Sunday, July 5, 2009

come, follow me

there's been a lot on my mind lately. welcome to my life, right? this isn't unusual. but still, a lot there.

and tonight, i'll attempt to sort a few things out.

first, i really hate cleaning the cat box. that is like my number one chore. ok, my only real chore, but i'm working two jobs here and it's just a terrible way to end my night. as much as i love my cats, i really hate their hair all over my clothes and having to scoop their feces into a plastic bag. there was an infomercial over this cat magic thing, a self-cleaning litter box - it was fantastic. i actually asked for it for my birthday. didn't happen, obviously, but it would have been a great investment. i would love to explain how it worked, automatically recycling the litter and disposing of the cat waste, but quite frankly, you have probably stopped reading by now. and if not, we need to get down to business.

wait...let me go clean the cat box first.
literally.....


ugh. worst five minutes of my day.

i don't even know where to start.

first, i miss writing editorials. i miss being needed at my school. lame, i realize that, so wait a couple minutes before you judge me. i just miss working independently and seeing the finished product - physically seeing the quality of my work, MY stories, MY layouts, MY pictures, MY newspaper. it was mine, mine to share. mine to enjoy, to let others enjoy. i miss that. i miss working independently for hours at a time, with my ipod, a blank tabloid indesign document and the best i had to offer. and yes, i still write for the derby newspaper, but who cares about a world champion yo-yoer performing whirling tips and tricks for six year olds at the library? it's not even the same caliber. i'm using pagemaker 6.5, for god's sake.
ugh. i just want it back.

secondly, my relationships have been spinning lately. out of control, in twelve zillion directions. today, i realized that three months ago, i truly thought i had everything figured out, and dangit jesus, you had to throw me in a new direction. i mean, thank you for that, i really needed it, cause it wasn't the right relationship, it wasn't what he had planned for me because it wasn't the best. it needed to be fixed. but that meant i had to be broken.
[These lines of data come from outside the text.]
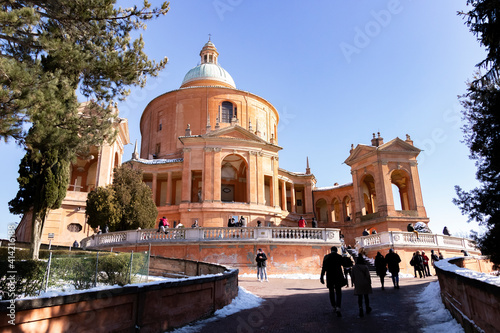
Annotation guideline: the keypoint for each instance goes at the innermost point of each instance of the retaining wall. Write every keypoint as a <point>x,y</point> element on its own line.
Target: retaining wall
<point>153,307</point>
<point>471,300</point>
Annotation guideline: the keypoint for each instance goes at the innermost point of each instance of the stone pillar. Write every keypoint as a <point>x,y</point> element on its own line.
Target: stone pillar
<point>186,176</point>
<point>208,182</point>
<point>261,196</point>
<point>275,199</point>
<point>283,195</point>
<point>169,189</point>
<point>416,190</point>
<point>217,170</point>
<point>252,176</point>
<point>309,207</point>
<point>384,200</point>
<point>154,186</point>
<point>329,218</point>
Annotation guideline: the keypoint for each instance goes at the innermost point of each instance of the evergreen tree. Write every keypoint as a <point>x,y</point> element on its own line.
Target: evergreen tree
<point>65,44</point>
<point>125,205</point>
<point>101,208</point>
<point>48,50</point>
<point>482,129</point>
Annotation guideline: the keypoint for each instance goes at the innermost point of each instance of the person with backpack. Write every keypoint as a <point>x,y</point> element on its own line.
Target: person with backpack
<point>381,268</point>
<point>163,225</point>
<point>362,284</point>
<point>393,260</point>
<point>332,266</point>
<point>418,264</point>
<point>261,259</point>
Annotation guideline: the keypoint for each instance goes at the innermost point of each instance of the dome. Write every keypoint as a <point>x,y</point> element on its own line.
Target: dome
<point>208,71</point>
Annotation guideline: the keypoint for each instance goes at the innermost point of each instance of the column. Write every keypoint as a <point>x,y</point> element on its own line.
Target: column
<point>208,183</point>
<point>252,177</point>
<point>275,198</point>
<point>186,176</point>
<point>216,173</point>
<point>153,187</point>
<point>261,196</point>
<point>169,189</point>
<point>283,195</point>
<point>308,198</point>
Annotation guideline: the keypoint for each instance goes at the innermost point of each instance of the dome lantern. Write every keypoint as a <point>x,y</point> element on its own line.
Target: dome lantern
<point>208,72</point>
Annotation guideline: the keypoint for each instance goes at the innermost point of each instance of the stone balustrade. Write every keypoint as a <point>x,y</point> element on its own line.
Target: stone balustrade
<point>402,239</point>
<point>292,235</point>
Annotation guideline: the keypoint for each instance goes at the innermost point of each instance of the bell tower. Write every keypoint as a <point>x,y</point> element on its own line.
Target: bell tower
<point>386,184</point>
<point>209,53</point>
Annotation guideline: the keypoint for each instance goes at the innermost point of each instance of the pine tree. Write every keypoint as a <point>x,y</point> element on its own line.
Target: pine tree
<point>49,50</point>
<point>482,130</point>
<point>68,44</point>
<point>126,204</point>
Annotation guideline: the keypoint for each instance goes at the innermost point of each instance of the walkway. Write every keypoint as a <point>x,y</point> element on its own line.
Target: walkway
<point>296,306</point>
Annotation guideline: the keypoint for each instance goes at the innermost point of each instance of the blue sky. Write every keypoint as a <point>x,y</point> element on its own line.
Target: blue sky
<point>337,71</point>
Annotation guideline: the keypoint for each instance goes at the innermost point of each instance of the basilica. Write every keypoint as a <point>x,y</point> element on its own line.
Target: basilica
<point>210,152</point>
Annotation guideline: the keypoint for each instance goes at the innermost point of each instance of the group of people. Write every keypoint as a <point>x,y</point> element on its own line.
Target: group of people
<point>338,267</point>
<point>303,223</point>
<point>420,263</point>
<point>231,223</point>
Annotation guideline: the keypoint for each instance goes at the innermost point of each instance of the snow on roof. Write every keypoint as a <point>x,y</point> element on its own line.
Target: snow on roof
<point>157,161</point>
<point>483,277</point>
<point>326,188</point>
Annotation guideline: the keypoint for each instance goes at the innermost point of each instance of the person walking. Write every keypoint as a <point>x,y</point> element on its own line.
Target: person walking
<point>410,228</point>
<point>261,259</point>
<point>393,260</point>
<point>347,265</point>
<point>242,222</point>
<point>381,267</point>
<point>427,270</point>
<point>362,284</point>
<point>332,266</point>
<point>418,264</point>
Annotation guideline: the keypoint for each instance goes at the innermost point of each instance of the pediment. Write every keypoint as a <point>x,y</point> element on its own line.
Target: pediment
<point>399,146</point>
<point>234,132</point>
<point>359,152</point>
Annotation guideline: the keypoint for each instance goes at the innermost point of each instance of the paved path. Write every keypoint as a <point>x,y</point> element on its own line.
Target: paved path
<point>293,306</point>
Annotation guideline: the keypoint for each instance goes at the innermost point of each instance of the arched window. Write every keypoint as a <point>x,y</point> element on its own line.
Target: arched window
<point>322,211</point>
<point>234,179</point>
<point>226,112</point>
<point>336,210</point>
<point>401,184</point>
<point>369,195</point>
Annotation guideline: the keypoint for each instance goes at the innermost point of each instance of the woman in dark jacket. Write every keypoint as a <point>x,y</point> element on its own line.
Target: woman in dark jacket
<point>381,267</point>
<point>362,284</point>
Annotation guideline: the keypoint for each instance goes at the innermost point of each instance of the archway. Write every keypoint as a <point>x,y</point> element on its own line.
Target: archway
<point>346,208</point>
<point>234,179</point>
<point>322,211</point>
<point>369,195</point>
<point>336,210</point>
<point>400,181</point>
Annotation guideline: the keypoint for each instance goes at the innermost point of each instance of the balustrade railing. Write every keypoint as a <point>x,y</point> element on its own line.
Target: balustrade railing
<point>237,234</point>
<point>401,238</point>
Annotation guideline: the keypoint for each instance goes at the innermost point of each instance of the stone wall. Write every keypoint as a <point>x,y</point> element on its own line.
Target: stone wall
<point>471,300</point>
<point>153,307</point>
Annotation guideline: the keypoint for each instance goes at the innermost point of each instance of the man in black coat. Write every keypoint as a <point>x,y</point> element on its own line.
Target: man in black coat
<point>332,266</point>
<point>393,261</point>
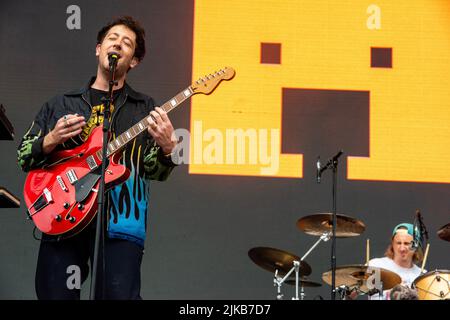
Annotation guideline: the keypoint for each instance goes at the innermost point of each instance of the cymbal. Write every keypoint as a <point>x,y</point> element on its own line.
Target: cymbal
<point>320,223</point>
<point>357,275</point>
<point>272,259</point>
<point>302,282</point>
<point>444,232</point>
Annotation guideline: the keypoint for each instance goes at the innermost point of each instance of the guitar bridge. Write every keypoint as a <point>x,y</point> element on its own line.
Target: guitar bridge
<point>72,176</point>
<point>91,163</point>
<point>44,199</point>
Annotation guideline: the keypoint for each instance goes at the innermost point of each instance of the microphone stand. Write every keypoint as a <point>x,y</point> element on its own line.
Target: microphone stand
<point>333,164</point>
<point>99,246</point>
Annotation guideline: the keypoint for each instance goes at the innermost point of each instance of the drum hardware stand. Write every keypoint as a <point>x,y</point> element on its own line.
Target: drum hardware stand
<point>278,281</point>
<point>332,163</point>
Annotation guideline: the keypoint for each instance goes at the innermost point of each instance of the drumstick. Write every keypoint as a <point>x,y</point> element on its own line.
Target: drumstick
<point>367,251</point>
<point>425,257</point>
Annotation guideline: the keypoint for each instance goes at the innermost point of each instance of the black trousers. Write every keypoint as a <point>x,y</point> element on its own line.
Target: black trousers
<point>61,262</point>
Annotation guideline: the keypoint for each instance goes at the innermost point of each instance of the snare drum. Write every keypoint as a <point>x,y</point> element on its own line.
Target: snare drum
<point>433,285</point>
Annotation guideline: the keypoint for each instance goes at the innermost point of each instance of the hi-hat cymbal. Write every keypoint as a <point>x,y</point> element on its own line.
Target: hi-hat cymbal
<point>302,282</point>
<point>272,259</point>
<point>320,223</point>
<point>444,232</point>
<point>356,276</point>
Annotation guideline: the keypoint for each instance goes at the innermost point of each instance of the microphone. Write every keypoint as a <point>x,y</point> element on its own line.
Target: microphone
<point>318,174</point>
<point>113,57</point>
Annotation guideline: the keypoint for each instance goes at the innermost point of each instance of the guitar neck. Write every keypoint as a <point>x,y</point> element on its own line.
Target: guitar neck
<point>126,137</point>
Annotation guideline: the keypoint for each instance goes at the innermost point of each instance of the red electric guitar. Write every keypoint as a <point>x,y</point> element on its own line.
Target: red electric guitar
<point>62,197</point>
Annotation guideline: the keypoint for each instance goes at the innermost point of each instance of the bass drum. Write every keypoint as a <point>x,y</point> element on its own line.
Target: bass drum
<point>433,285</point>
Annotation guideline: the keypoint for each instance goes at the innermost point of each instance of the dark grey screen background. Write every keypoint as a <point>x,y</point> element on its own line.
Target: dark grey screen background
<point>200,227</point>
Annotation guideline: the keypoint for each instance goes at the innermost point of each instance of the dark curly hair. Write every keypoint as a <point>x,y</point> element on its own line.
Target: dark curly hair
<point>132,24</point>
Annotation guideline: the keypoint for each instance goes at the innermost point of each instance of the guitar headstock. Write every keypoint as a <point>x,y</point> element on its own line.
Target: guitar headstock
<point>208,83</point>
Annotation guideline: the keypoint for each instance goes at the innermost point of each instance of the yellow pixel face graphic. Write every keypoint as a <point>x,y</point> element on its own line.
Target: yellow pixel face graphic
<point>323,45</point>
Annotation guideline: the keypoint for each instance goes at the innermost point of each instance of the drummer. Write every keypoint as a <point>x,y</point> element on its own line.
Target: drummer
<point>401,256</point>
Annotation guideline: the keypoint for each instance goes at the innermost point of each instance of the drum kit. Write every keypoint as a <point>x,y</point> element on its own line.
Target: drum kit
<point>433,285</point>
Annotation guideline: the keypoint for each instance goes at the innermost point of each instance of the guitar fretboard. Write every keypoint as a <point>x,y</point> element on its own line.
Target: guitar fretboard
<point>127,136</point>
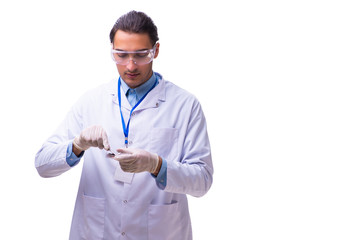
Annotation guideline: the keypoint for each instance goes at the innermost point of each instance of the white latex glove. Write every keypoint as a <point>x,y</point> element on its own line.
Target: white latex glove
<point>137,160</point>
<point>94,136</point>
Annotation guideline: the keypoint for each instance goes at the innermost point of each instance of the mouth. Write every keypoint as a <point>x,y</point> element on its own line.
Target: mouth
<point>132,75</point>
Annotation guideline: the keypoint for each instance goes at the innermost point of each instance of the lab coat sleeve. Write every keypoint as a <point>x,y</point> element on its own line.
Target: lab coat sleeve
<point>50,160</point>
<point>193,174</point>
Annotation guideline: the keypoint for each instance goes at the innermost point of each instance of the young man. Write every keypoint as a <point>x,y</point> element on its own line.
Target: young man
<point>144,143</point>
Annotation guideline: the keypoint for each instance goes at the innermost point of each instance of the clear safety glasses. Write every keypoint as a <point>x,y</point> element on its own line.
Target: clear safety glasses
<point>138,57</point>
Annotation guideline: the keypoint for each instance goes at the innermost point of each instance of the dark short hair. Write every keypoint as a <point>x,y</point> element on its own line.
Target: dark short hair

and so he broke me. my jesus broke me.

because he loved me.

and he has better for me.

how incredible is that? my god is smart. but difficult. sometimes, i just want to tell him what to do, like i know better. like, come on savior, i know that you created the world and all, but i am 18 years old. at times like that, i just need to shut up. to stop telling god what to do.

three months ago, i told god to give me a life with a certain boy. to wrap my life around him, to merge my path into his, to hand over half of my spiritual life to him. i thought that would work. i thought i could give him life.

but wait. i can't even figure out my own.

like i said, god is throwing so many things at me regarding relationships. but i'm trusting in the end, he will show me where to go, and with whom.

and on that note, i've really appreciated my relationships with christians lately. it doesn't make me want to go to harding any more, but it does make me realize the difference between those with worldly motives and those with heavenly ones. my love for them is pure. it's real. it's vivid. it's centered around christ. and because of that, i know that it will last.

cornerstone is coming quickly, and i'm ready to shine for christ there. i'm ready to lead the most fragile middle school girls, to mold them into god's precious clay. i'm ready to be inspired, and to cry. i'm ready to hurt for them, to love for them, to grow with them, to hold them, to be touched by them, to see what god meant by "let the little children come to me."

so i've been talking about christ a lot lately, but let's get back to the bible.

matthew 4:19-20
"come, follow me," jesus said, "and i will make you fisher of men."

wait. this is peter and andrew. two fishermen. and this random guy tells them to quit their jobs, and to learn how to fish for people. there is no prior knowledge as to who he is or what he is asking them to do.

verse 20 is what fascinates me.

at ONCE, they left their nets and followed him.


THIS IS INSANE. even more insane is when he calles james and john, and they leave both their jobs and their father. how did they get the courage and the trust to do that? when they knew nothing about him?

so why is it so hard for us to do the same? when we know him, we know he is the creator of all things, the king of kings, the prince of peace, the glory and the lamb? we know he heals and he saves and he provides an eternal reassurance of hope. but not only do we hesitate, but when we finally get there...we finally trust him and follow him...we run away. we are the prostitute, we are the adulterer, we are the sinner grasping for someone else's love. that's what i did when i begged god for MY relationship. when i tried to take control. it wasn't because i knew that was best. it's because that relationship had become my god, and i wanted the almighty to be ok with it. i ran away. i was gomer. my god is hosea. and he loves me and lets me run away and still, pays for my sinning soul to come into his arms, instead of the arms of another man.




so come, follow him.


and he will make you fishers of men.



1 comment:

Chris said...

Jeni Burrows, when did you become a world champion yo- yoer?